L’âge tribal : dans les tribus, on pratiquait beaucoup le tatouage. Les plus anciens connus ont plus de 5.000 ans. Cette pratique était à la fois religieuse et sociale, avec une dimension initiatique certaine. Les tatouages n’étaient pas choisis, mais imposés en fonction d’un rang social, d’un corps de métier, d’un lieu d’habitation géographique, etc… Les motifs étaient principalement d’ordre naturel (plantes, animaux…).
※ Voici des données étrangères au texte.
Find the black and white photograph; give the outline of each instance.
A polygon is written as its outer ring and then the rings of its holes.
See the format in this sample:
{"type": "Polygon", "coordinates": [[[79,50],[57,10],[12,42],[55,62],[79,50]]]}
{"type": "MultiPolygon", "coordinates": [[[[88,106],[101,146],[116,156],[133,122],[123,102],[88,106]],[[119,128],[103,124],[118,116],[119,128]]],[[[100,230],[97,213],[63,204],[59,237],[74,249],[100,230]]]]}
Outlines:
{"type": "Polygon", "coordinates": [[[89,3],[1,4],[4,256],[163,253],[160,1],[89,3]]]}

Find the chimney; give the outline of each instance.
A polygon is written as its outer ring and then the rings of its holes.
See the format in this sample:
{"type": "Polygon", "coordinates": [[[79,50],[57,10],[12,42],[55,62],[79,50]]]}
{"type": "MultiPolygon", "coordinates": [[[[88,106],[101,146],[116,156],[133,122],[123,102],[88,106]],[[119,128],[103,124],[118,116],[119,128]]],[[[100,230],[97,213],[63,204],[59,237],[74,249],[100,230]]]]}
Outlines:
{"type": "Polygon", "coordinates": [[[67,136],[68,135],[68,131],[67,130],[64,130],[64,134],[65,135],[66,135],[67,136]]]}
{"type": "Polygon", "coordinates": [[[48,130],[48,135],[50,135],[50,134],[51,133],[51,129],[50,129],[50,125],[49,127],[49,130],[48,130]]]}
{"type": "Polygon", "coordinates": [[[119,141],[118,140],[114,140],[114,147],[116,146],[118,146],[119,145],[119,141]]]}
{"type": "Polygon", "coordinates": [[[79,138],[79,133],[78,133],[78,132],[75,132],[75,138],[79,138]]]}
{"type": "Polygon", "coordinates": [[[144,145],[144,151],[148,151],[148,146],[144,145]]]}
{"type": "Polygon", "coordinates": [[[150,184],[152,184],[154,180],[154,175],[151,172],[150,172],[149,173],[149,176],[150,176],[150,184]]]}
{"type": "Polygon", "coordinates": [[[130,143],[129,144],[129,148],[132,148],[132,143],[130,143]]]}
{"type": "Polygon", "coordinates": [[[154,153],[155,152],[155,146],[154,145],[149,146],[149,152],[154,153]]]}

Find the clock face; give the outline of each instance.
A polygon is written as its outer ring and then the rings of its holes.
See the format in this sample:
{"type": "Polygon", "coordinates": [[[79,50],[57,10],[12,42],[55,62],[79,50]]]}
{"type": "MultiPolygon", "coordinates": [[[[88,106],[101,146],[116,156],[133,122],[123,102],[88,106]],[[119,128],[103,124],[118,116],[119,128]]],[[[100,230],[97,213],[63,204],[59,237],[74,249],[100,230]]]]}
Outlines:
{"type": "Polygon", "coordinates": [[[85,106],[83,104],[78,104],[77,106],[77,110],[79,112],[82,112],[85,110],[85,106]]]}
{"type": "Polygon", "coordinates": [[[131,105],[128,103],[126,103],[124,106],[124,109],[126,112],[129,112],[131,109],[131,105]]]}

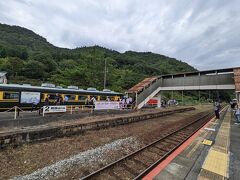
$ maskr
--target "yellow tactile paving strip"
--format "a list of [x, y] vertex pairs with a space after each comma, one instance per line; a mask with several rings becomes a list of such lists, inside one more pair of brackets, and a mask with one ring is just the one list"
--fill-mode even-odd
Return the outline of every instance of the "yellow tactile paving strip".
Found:
[[210, 149], [203, 169], [227, 177], [228, 154]]
[[204, 139], [202, 143], [205, 144], [205, 145], [208, 145], [208, 146], [212, 145], [212, 141], [207, 140], [207, 139]]
[[[198, 179], [228, 178], [230, 119], [230, 111], [228, 111], [217, 133], [215, 143], [208, 152]], [[211, 178], [206, 175], [206, 172], [211, 174]]]

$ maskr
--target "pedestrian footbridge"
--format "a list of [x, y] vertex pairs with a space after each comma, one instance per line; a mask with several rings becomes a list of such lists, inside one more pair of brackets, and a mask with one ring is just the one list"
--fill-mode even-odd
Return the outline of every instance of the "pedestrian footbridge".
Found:
[[184, 90], [235, 90], [239, 99], [240, 67], [146, 78], [128, 93], [135, 95], [136, 107], [140, 109], [160, 91]]

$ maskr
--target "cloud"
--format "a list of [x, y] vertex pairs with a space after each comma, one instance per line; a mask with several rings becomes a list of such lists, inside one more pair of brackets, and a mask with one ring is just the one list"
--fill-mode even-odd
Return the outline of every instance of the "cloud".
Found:
[[239, 66], [239, 6], [237, 0], [8, 0], [0, 1], [0, 22], [60, 47], [152, 51], [215, 69]]

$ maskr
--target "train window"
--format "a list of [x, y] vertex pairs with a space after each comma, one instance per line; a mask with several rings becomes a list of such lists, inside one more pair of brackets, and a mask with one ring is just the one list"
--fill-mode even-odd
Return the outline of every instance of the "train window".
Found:
[[76, 98], [76, 95], [66, 94], [65, 96], [67, 96], [68, 100], [75, 100]]
[[100, 101], [106, 101], [107, 96], [100, 96]]
[[85, 99], [86, 99], [87, 97], [86, 96], [78, 96], [78, 100], [79, 101], [85, 101]]
[[18, 99], [19, 93], [18, 92], [4, 92], [3, 99]]
[[49, 99], [50, 100], [55, 100], [57, 99], [57, 95], [56, 94], [48, 94], [49, 95]]

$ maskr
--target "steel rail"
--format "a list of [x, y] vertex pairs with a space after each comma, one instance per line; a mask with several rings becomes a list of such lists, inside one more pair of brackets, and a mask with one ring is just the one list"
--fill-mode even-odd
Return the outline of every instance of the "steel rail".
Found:
[[[135, 154], [137, 154], [137, 153], [142, 152], [142, 151], [145, 150], [146, 148], [148, 148], [148, 147], [150, 147], [150, 146], [153, 146], [154, 144], [156, 144], [156, 143], [158, 143], [158, 142], [160, 142], [160, 141], [168, 138], [169, 136], [171, 136], [171, 135], [173, 135], [173, 134], [178, 133], [179, 131], [181, 131], [181, 130], [187, 128], [187, 127], [190, 127], [191, 125], [199, 122], [200, 120], [206, 119], [207, 117], [208, 117], [208, 118], [207, 118], [207, 120], [208, 120], [210, 117], [212, 117], [212, 116], [210, 116], [211, 114], [212, 114], [212, 113], [208, 113], [208, 114], [206, 114], [206, 115], [198, 118], [197, 120], [195, 120], [195, 121], [193, 121], [193, 122], [190, 122], [190, 123], [186, 124], [185, 126], [177, 129], [176, 131], [171, 132], [171, 133], [165, 135], [164, 137], [161, 137], [160, 139], [158, 139], [158, 140], [156, 140], [156, 141], [154, 141], [154, 142], [152, 142], [152, 143], [150, 143], [150, 144], [142, 147], [141, 149], [139, 149], [139, 150], [137, 150], [137, 151], [134, 151], [134, 152], [132, 152], [131, 154], [128, 154], [128, 155], [126, 155], [126, 156], [118, 159], [117, 161], [114, 161], [114, 162], [112, 162], [112, 163], [110, 163], [110, 164], [108, 164], [108, 165], [106, 165], [106, 166], [98, 169], [97, 171], [94, 171], [94, 172], [90, 173], [89, 175], [84, 176], [84, 177], [82, 177], [82, 178], [80, 178], [80, 179], [85, 180], [85, 179], [92, 178], [92, 177], [94, 177], [94, 176], [96, 176], [96, 175], [99, 175], [101, 172], [107, 170], [108, 168], [110, 168], [110, 167], [112, 167], [112, 166], [115, 166], [115, 165], [118, 164], [119, 162], [124, 161], [124, 160], [126, 160], [127, 158], [130, 158], [131, 156], [133, 156], [133, 155], [135, 155]], [[204, 124], [207, 123], [207, 120], [206, 120], [206, 122], [205, 122]], [[200, 127], [197, 128], [197, 130], [199, 130], [202, 126], [203, 126], [203, 125], [201, 124]], [[195, 133], [197, 130], [195, 130], [194, 133]], [[192, 134], [191, 134], [191, 135], [192, 135]], [[187, 137], [186, 139], [188, 139], [188, 138], [189, 138], [189, 137]], [[184, 141], [185, 141], [185, 139], [183, 140], [183, 142], [184, 142]], [[183, 142], [182, 142], [182, 143], [183, 143]], [[180, 144], [179, 144], [179, 145], [180, 145]], [[178, 145], [178, 146], [179, 146], [179, 145]], [[177, 148], [177, 147], [176, 147], [176, 148]], [[174, 148], [174, 150], [175, 150], [176, 148]], [[172, 151], [173, 151], [173, 150], [171, 150], [171, 151], [169, 151], [168, 153], [166, 153], [166, 154], [163, 156], [163, 158], [165, 159]], [[161, 158], [161, 159], [162, 159], [162, 158]], [[155, 164], [155, 163], [154, 163], [154, 164]], [[150, 166], [150, 167], [152, 167], [152, 166]], [[148, 168], [147, 168], [147, 169], [148, 169]], [[141, 176], [139, 176], [139, 177], [137, 176], [135, 179], [138, 179], [138, 178], [142, 177], [142, 174], [145, 174], [145, 171], [144, 171], [144, 173], [141, 173], [141, 174], [140, 174]]]

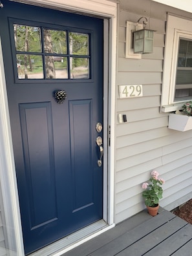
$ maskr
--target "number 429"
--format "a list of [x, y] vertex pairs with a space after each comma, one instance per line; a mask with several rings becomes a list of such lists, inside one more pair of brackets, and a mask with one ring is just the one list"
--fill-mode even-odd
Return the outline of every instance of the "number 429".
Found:
[[142, 85], [120, 85], [120, 98], [142, 97]]

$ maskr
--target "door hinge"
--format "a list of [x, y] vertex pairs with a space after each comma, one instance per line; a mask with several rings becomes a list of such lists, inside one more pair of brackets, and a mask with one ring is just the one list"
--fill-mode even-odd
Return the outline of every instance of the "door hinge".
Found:
[[108, 129], [108, 144], [109, 144], [109, 147], [111, 146], [111, 125], [109, 125], [109, 129]]

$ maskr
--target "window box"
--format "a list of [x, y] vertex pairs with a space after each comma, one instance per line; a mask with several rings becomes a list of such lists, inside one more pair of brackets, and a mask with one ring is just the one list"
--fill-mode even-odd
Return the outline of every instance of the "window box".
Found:
[[180, 131], [192, 130], [192, 116], [169, 114], [168, 128]]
L’âge impérial : c’est l’interdiction du tatouage, afin de fédérer les tribus en un unique empire. Bien avant l’ère chrétienne, les empires grecs et romains interdisaient le tatouage, d’une part pour éviter toute revendication tribale, et d’autre part par respect du corps humain. L’interdiction du tatouage en Europe occidentale n’est pas le fait de l’Église, mais de Charlemagne, dans son Admonitio Generalis de 789. L’interdiction religieuse du tatouage vient du fait que ce sont les religieux qui étaient chargés des divulgations et applications des lois civiles. D’un point de vue textuel, l’interdiction du tatouage est présente une seule fois dans la Bible (Lévitique 19, 28) et dans le Coran (Sourate 4, 119), ce qui est infime.
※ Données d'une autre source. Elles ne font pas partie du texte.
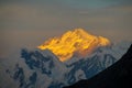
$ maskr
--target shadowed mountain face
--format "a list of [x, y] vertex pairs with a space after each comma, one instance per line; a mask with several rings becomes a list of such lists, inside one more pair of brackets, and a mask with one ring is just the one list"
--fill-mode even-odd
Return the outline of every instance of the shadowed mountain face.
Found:
[[129, 51], [109, 68], [90, 79], [64, 88], [132, 88], [132, 45]]

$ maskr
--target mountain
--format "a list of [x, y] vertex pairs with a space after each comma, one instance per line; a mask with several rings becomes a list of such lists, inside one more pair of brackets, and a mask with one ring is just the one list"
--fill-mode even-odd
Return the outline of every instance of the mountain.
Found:
[[64, 88], [132, 88], [132, 45], [120, 61], [90, 79]]
[[61, 36], [50, 38], [40, 45], [40, 50], [51, 50], [62, 62], [73, 57], [76, 53], [79, 57], [84, 57], [99, 46], [109, 46], [110, 41], [102, 36], [89, 34], [84, 29], [75, 29], [68, 31]]
[[62, 88], [105, 70], [119, 61], [129, 46], [130, 43], [112, 44], [102, 36], [76, 29], [32, 51], [22, 48], [20, 58], [6, 73], [16, 84], [15, 88]]
[[62, 88], [94, 77], [114, 64], [128, 50], [120, 48], [120, 53], [118, 47], [99, 47], [91, 55], [84, 58], [73, 56], [67, 62], [61, 62], [50, 50], [23, 48], [21, 62], [6, 72], [16, 82], [16, 88]]

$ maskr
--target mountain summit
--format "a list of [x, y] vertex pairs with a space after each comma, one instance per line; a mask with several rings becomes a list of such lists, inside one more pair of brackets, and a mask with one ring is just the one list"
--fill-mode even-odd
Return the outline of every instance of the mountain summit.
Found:
[[108, 45], [110, 45], [110, 41], [108, 38], [95, 36], [82, 29], [75, 29], [74, 31], [68, 31], [61, 36], [45, 41], [42, 45], [37, 46], [37, 48], [47, 48], [52, 51], [61, 62], [65, 62], [75, 54], [82, 57], [92, 53], [95, 48], [99, 46]]

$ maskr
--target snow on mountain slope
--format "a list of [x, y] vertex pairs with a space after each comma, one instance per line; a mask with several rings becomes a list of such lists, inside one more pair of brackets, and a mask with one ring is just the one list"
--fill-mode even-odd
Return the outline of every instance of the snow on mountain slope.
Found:
[[[120, 45], [120, 46], [119, 46]], [[21, 50], [21, 63], [7, 69], [19, 88], [62, 88], [88, 79], [116, 63], [129, 45], [99, 47], [84, 58], [76, 56], [63, 63], [50, 50]], [[72, 61], [74, 59], [74, 61]]]

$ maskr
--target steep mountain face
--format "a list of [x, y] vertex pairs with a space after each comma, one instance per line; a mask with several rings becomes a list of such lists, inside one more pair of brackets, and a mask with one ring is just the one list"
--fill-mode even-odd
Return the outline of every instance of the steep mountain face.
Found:
[[14, 69], [7, 69], [7, 73], [19, 84], [18, 88], [62, 88], [91, 78], [111, 66], [122, 54], [116, 56], [113, 51], [117, 52], [112, 47], [100, 47], [90, 56], [75, 56], [73, 61], [63, 63], [48, 50], [24, 48], [21, 51], [21, 59], [25, 66], [18, 63]]
[[64, 88], [132, 88], [132, 45], [129, 51], [109, 68], [90, 79]]
[[62, 36], [53, 37], [40, 45], [40, 50], [51, 50], [62, 62], [73, 57], [76, 53], [78, 56], [86, 56], [99, 46], [108, 46], [110, 41], [102, 36], [95, 36], [82, 29], [68, 31]]
[[19, 84], [18, 88], [62, 88], [111, 66], [129, 45], [112, 45], [102, 36], [77, 29], [46, 41], [36, 50], [21, 50], [21, 61], [14, 69], [6, 72]]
L’âge individualiste : le déclin des grandes politiques impériales, qui a commencé au XVIII° siècle, a vu revenir le tatouage dans la société. D’abord avec les marins qui ont visité des îles lointaines où le tatouage tribal était pratiqué, ce qui explique le symbole de l’ancre maritime comme très usité (jusqu’au capitaine Haddock, ou Popeye…). Des marins aux ports, tavernes et tripots, puis aux prisons, le chemin se fait très vite. Le tatouage était donc l’apanage du mauvais garçon, à la réputation rebelle. Et c’est avec cette idée, justement, que tout un enchaînement de situations s’est déroulé à partir du milieu du XX° siècle. L’avènement de l’herméneutique de la rupture ayant lancé la mode du “bon rebelle”, le tatouage s’est imposé peu à peu comme un nouveau mode d’expression. L’homme moderne, et donc individualiste, se doit de refuser toute institution pour montrer à tous qu’il est libre.
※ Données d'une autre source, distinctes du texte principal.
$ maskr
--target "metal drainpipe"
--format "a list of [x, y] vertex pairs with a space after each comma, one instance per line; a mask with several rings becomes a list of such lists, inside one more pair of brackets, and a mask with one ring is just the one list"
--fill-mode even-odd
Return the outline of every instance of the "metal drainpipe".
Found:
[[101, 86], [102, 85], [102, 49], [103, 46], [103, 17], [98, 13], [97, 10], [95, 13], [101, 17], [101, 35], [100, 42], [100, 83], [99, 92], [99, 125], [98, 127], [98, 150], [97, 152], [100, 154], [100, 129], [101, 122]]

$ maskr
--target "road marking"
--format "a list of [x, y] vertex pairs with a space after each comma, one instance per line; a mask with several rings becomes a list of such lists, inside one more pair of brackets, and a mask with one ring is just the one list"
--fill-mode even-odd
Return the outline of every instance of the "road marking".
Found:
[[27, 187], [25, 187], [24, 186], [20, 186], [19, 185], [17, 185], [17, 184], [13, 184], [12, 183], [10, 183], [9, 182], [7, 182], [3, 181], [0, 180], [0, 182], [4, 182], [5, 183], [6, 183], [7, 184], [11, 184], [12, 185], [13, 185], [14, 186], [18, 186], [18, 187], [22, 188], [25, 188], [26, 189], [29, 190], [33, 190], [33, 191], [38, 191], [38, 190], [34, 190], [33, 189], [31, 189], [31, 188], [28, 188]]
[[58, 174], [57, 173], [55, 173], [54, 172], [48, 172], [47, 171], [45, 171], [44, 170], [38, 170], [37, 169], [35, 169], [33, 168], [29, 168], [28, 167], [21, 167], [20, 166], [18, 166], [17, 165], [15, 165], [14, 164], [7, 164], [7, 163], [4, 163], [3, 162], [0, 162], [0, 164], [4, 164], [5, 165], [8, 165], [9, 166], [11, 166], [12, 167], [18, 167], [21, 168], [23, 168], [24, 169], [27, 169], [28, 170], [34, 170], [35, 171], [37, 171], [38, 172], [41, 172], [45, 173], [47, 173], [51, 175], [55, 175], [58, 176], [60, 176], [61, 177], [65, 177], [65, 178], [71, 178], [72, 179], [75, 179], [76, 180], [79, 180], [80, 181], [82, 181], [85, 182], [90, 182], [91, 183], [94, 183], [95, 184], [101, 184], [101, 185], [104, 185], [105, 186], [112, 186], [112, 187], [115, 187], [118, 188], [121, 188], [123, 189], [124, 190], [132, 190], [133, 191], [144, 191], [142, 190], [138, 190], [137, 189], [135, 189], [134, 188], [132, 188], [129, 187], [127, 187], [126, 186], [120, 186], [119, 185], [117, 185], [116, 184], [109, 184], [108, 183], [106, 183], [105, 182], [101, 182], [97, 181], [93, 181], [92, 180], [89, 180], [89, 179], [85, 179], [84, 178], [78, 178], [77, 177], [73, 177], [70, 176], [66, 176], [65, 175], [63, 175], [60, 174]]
Le principe du tatouage est donc celui de l’appartenance. À l’âge tribal, la personne appartient à sa tribu. À l’âge impérial, la personne appartient à l’empire. À l’âge individualiste, la personne appartient à elle-même. En ce début du XXI° siècle, une personne sur trois est tatouée chez les 20-40 ans. Et le phénomène est en telle croissance qu’il faut réserver son tatoueur près de 6 mois à l’avance. Dans quelques années (une dizaine, tout au plus), la moitié de la génération active sera tatouée, et peut-être même plus. C’est bien un phénomène de société que l’Église doit observer. À première vue, il n’existe aucune parole religieuse en dehors de l’hapax biblique (qui n’a qu’une seule occurrence, Ndlr), l’interdiction religieuse formelle du tatouage reste bien ancré dans les esprits. C’est même cette idée qui pousse beaucoup de jeunes à se faire tatouer : cela démontre un anti-institutionnalisme, qui est devenu une convenance dans la société actuelle.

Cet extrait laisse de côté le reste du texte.